São poucos os que podem se igualar a De Palma, ao mesmo tempo artista e cientista do audiovisual. Em suas convicções, filme é ciência, objeto que deve ser dissecado antes de ser reelaborado. Sim, porque a obra de De Palma é uma obra de reelaboração, de reconstrução do visual, que desmonta tanto a história como a técnica cinematográficas para obter um novo conjunto de imagens que, uma vez reunidas, representam uma idéia, uma manifestação artística. Mas, no caso do diretor, em separado elas têm consistência incomum, pois quase todos os enquadramentos (senão todos) são construções independentes, meticulosas, resultados unitários de um acentuado conhecimento da técnica, da carpintaria do cinema.

Há uma sensível oposição, entre a crítica, dessa característica sua. Acusações de academicismo, luxo gratuito e exibicionismo são freqüentes. Alegações infundadas. Jamais De Palma revisita Hitchcock ou Welles para gabar-se de seu conhecimento sobre decupagem. Jamais organiza um tecido minucioso para comprovar que sabe preencher um quadro com exuberâncias sem sentido. Em boa parte de seu cinema, e de seu ímpeto em torná-lo particular, sobram argumentos visuais.

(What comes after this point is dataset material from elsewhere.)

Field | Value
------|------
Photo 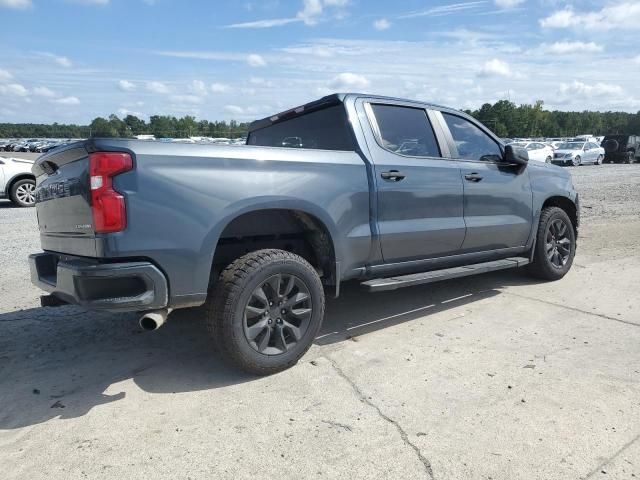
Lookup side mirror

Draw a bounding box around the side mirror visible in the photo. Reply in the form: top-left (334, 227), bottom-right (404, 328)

Não existe casualidade em ser o suspense o gênero cultivado pelo cineasta. Todas as suas particularidades favorecem as obsessões de De Palma – a elasticidade do tempo como fator de suspense, relacionamentos afetivos que constituem relações de interesse extra-amoroso, uma infinita desconfiança da intimidade e muito mais. A menção obrigatória dos créditos, de Hitchcock a Welles, de Kubrick a Billy Wilder, é a forma de o diretor ilustrar que o cinema é uma arte que não se formou da noite para o dia. Ao mesmo tempo, conta a história do cinema e dos efeitos dele sobre o olhar. E reaplica esses conceitos de forma a revalidá-los e questioná-los simultaneamente: já é hábito as cenas iniciais da maioria de seus filmes serem resumos dos temas abordados ao longo deles e também charadas a serem desvendadas pelo espectador.

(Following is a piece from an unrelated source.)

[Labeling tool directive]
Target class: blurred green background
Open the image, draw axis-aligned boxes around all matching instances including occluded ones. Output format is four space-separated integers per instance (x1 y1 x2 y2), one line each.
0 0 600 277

Uma outra característica do filme depalmiano é a relativização de caráter dos protagonistas. O monstro de Carrie – A Estranha, o mafioso cubano de Scarface, o atormentado de Síndrome de Caim, as mulheres dúbias de Vestida para Matar, Femme Fatale e Dália Negra e até o agente secreto que sofre uma crise de idoneidade em Missão: Impossível, que é a acareação de De Palma com seus conceitos ideológicos; são, todos, personagens que vivem uma situação de vilania aparentemente incontestável, para serem analisados e entendidos do ponto de vista psicológico e/ou a partir das pressões de seu meio ambiente. E também de como são vislumbrados pelos que os rodeiam – porque a vilania pode não residir nos atos de quem supostamente os comete, mas nos olhos alheios. Talvez não existam anti-heróis no cinema de De Palma, já que ao bandear para retratos heróicos, ele elege heróis absolutos como o Eliot Ness de Os Intocáveis, ou o soldado-testemunha de Pecados de Guerra, ou, novamente, o agente Ethan Hunt de Missão: Impossível. Seu cinema é, de certo modo, uma coleção de antivilões.